Posted by: Mike Sylwester   2004-3-20 6:22:55 AM  

#5  
Re #3 "... the human rights fuckwits would have ... kicked up a ... fuss ..."

The possible silver lining on the dark cloud of the Socialists' election victory is that if a Socialist government decides that Spain ought to enforce its laws against Moslem illegal immigrants, then there won't be much fuss of that kind."
.
Posted by: Mike Sylwester   2004-3-20 6:15:31 AM  

#4  
Re #2 ... as the UK found when dealing with the IRA ...

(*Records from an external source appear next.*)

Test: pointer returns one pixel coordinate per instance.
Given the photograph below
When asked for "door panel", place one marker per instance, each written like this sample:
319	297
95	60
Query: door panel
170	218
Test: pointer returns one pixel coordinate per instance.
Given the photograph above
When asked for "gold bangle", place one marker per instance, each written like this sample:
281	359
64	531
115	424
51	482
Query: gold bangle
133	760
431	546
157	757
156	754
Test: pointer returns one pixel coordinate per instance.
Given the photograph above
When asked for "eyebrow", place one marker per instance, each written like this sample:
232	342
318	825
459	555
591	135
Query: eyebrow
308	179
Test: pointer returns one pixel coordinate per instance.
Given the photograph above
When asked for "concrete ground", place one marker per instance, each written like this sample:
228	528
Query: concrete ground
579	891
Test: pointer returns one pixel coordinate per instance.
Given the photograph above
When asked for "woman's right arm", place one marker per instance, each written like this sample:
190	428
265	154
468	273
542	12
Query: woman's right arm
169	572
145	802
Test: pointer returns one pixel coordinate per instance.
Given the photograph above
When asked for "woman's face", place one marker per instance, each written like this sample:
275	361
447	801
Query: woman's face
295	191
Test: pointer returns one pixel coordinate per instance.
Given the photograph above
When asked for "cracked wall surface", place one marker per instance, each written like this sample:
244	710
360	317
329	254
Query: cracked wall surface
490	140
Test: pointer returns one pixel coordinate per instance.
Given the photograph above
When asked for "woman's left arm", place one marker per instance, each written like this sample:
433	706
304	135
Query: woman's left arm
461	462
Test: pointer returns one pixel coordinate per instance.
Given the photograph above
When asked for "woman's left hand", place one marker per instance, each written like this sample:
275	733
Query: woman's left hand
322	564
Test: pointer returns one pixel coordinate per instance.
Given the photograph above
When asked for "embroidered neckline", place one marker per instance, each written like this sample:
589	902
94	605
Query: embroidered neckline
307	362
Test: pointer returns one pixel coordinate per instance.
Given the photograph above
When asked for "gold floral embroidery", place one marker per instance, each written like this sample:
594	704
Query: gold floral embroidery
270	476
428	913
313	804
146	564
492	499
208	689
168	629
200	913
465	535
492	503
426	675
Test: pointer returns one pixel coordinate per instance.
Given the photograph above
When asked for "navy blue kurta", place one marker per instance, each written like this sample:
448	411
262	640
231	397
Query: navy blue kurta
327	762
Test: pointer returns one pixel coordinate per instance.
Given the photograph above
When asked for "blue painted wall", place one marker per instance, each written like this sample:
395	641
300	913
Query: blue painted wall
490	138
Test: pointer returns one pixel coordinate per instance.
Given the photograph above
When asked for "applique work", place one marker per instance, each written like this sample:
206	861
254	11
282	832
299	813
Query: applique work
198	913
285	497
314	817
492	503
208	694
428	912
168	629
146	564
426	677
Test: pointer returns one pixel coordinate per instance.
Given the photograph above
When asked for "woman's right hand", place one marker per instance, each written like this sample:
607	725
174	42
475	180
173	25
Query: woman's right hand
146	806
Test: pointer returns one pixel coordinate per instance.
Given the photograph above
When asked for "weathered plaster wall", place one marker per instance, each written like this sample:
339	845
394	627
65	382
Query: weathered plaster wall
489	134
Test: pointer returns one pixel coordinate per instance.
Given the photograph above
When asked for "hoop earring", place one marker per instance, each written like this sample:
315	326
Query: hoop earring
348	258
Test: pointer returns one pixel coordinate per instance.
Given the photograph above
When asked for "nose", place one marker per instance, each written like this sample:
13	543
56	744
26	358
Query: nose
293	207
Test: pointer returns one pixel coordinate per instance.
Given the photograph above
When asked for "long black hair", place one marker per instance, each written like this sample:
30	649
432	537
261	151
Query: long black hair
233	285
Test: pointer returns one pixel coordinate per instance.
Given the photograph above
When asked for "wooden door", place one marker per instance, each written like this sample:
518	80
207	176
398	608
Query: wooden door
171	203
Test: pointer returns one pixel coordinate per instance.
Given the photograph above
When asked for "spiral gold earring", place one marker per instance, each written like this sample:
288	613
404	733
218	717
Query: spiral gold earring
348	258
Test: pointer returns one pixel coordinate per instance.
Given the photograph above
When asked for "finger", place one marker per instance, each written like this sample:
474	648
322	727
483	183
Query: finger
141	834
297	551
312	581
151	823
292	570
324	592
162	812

Illegal immigrants may be deported without much ado. As the USA found after September 11, hundreds of illegal Moslem immigrants may be deported in a few weeks with minimal legal proceedings if there is a will to do it.
.
Posted by: Mike Sylwester   2004-3-20 6:10:36 AM  

#3  bet even if the spaniards had nabbed em a year before the human rights fuckwits would have demanded his release and kicked up an out of proportion fuss over it
Posted by: Jon Shep U.K   2004-3-20 4:51:48 AM  

#2  Mike, as the UK found when dealing with the IRA and the US when dealing with organized crime you need special laws and enforcement capabilities. Relying on the normal legal mechamisms is going to result in too many corpses. Relying on terrorists to break unrelated laws in order to stop them is just unacceptable.
Posted by: phil_b   2004-3-20 4:36:44 AM  

#1  In other words, for allahs (please note the the NON CAPITILIZATION)sake we MUST not infringe upon the right of the "nappie head" muslim to conduct in private activities and/or planning operations (which by the way we know about) which are designed to "exterminate" ""HITLERS"" term the unbelivers!! EXCUSE ME! You do not want to know what I think of your Allah or you. You WILL NOT do you understand NOT prevail you are a bunch of baby killers and are inept at interperiting your koran (note the lower case! because that is what you are: Lower case) You have absoutly no concept of Muhamads writings. Go back to kindergatten and maybe, just maybe you will get a "light in your eye" but I doubt it. You poor mis-educated individuals TAKE YOUR WRATH OUT ON YOUR F$&%ING TEACHERS not the inocents. Get a life ITS WORTH LIVING!!!!